What are you when you don't go to heaven?

But that's got nothing to do with how I found out who I am. It's like Martha, though: always butting in with questions no Mary on earth could answer.

Well, the way I found out was one of those mysterious ways in which God works his wonders. Yesterday afternoon I asked Miss Bray if I could go over and play with the Moon children, three of whom are sick, and she said I might. We were in the nursery, which is next to Mrs. Moon's bedroom, and she and the lady from Michigan, who is visiting her, were talking and paying no attention to us. Presently something the lady said—her name is Mrs. Grey—made everything in me stop working, and my heart gave a little click like a clock when the pendulum don't swing right.

She was sitting with her back to the door, which was open, and I could see her, but she couldn't see me. All of a sudden she put down her sewing and looked at Mrs. Moon as if something had just come to her.

"Elizabeth Moon, I believe I know that child's uncle," she said. "Ever since you told me about her something has been bothering me. Didn't you say her mother had a brother who years ago went West?"

"Hush," said Mrs. Moon, and she nodded toward me. "She'll hear you, and the ladies wouldn't like it."

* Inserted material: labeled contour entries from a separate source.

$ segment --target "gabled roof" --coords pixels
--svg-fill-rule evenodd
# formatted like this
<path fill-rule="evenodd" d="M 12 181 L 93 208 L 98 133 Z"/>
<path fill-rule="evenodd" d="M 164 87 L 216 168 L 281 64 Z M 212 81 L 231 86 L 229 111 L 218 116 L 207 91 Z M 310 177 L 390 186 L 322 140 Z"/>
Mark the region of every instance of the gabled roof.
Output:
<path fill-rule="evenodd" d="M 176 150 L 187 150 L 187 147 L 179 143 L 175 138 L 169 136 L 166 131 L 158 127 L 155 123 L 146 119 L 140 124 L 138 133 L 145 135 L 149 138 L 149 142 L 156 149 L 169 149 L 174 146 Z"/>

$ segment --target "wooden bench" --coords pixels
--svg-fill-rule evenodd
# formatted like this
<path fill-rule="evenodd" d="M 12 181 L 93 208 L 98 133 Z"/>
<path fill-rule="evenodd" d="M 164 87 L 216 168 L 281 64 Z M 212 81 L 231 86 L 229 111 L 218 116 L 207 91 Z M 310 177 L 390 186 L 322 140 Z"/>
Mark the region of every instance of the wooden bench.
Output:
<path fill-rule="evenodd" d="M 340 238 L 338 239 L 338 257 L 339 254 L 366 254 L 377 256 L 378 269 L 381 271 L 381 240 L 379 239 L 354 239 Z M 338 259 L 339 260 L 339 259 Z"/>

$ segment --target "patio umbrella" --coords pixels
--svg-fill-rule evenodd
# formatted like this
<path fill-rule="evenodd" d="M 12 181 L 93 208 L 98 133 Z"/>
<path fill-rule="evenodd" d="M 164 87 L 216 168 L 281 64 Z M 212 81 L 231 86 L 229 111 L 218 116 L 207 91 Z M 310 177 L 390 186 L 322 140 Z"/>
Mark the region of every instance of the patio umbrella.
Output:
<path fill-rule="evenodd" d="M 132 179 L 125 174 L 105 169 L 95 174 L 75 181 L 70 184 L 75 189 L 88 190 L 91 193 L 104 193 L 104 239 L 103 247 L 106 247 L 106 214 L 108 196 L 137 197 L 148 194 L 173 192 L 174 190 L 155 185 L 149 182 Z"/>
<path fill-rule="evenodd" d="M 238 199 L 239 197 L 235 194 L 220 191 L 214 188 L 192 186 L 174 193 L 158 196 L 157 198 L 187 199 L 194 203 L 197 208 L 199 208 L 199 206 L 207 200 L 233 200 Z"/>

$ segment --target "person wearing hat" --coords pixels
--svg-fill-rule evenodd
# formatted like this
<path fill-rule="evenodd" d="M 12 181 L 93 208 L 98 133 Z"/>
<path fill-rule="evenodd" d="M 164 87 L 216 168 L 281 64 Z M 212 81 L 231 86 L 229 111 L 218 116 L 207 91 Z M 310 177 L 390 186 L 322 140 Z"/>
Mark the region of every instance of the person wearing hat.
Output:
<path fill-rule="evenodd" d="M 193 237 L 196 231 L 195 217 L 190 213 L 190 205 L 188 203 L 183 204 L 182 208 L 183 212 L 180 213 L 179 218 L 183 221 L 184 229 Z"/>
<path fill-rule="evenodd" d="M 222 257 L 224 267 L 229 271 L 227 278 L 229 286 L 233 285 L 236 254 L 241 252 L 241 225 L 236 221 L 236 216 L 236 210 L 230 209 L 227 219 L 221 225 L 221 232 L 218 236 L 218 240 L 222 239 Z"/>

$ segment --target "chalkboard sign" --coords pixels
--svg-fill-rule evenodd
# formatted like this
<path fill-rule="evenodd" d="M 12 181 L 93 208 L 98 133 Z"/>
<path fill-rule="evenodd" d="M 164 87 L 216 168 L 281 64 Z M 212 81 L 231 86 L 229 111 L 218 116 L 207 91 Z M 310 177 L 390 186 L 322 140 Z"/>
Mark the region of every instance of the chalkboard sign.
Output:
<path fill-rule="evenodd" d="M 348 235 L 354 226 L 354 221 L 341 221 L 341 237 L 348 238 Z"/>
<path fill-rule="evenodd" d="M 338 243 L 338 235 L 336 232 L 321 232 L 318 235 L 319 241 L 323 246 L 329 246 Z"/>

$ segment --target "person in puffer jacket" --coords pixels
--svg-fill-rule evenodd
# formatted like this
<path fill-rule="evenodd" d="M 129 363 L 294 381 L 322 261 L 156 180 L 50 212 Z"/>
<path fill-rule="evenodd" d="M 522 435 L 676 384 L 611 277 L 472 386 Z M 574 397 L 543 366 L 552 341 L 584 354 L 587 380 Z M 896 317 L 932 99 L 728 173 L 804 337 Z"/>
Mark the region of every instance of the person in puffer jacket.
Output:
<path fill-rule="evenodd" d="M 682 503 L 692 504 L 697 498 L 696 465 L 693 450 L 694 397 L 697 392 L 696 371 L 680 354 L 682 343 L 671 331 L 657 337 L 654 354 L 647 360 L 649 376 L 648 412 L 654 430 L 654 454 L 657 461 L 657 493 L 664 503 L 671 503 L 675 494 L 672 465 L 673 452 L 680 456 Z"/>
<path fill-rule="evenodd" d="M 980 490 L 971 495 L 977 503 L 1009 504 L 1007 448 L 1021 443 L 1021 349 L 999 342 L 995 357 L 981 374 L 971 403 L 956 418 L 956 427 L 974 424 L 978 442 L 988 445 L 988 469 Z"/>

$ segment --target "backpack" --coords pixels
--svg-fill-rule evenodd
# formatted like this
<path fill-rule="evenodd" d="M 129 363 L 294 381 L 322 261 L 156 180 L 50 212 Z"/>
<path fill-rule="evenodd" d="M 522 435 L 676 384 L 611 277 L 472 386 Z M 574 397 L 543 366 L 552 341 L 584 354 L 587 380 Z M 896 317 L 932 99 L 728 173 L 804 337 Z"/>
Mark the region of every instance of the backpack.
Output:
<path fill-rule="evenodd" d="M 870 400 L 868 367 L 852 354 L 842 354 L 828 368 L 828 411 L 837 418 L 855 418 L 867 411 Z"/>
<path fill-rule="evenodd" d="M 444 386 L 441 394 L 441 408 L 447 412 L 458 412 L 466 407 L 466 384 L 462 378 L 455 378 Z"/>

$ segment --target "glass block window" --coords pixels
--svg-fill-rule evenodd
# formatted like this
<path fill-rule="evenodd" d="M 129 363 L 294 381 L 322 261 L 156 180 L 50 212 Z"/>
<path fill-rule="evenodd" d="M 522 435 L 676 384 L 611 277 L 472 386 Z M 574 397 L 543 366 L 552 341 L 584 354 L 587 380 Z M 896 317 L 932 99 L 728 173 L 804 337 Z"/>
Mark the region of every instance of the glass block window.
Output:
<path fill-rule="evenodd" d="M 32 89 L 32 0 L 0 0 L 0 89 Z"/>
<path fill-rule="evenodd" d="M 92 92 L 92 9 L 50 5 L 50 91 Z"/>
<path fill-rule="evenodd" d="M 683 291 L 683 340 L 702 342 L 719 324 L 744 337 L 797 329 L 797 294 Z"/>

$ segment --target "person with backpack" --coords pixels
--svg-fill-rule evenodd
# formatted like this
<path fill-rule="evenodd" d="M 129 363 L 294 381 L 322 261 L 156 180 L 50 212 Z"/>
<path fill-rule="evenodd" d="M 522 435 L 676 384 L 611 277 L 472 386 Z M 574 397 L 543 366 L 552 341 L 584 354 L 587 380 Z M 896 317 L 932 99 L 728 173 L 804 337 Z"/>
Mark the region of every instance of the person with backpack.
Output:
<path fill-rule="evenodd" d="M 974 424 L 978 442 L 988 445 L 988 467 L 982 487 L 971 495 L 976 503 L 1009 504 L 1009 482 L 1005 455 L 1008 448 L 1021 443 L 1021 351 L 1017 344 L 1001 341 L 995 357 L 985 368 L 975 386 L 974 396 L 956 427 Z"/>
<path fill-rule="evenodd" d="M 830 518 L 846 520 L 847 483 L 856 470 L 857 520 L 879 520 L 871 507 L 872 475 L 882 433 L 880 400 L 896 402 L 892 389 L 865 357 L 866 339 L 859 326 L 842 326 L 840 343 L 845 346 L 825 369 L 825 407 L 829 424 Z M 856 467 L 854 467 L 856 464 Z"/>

She lowered her voice so I couldn't hear all she said, but I heard something about its being the only thing Yorkburg ever did keep quiet about. And only then because everybody felt so sorry for her. In a flash I knew they were talking about me.

After the first understanding, which made everything in me stop, everything got moving, and all my inward workings worked double quick. Why my heart didn't get right out on the floor and look up at me. I don't know. I kept on talking and making up wild things just to keep the children quiet, but I had to hold myself down to the floor. To help, I put Billy and Kitty Lee both in my lap.

What I wanted to do was to go to Mrs. Moon and say: "I am twelve and a half, and I've got the right to know. I want to hear about my uncle. I don't want to know him, he not caring to know me." But before I could really think Mrs. Grey spoke again.

"He has no idea his sister left a child. He told me she married very young, and died a year afterward; and he had heard nothing from her husband since. As soon as I go home I am going to tell him. I certainly am."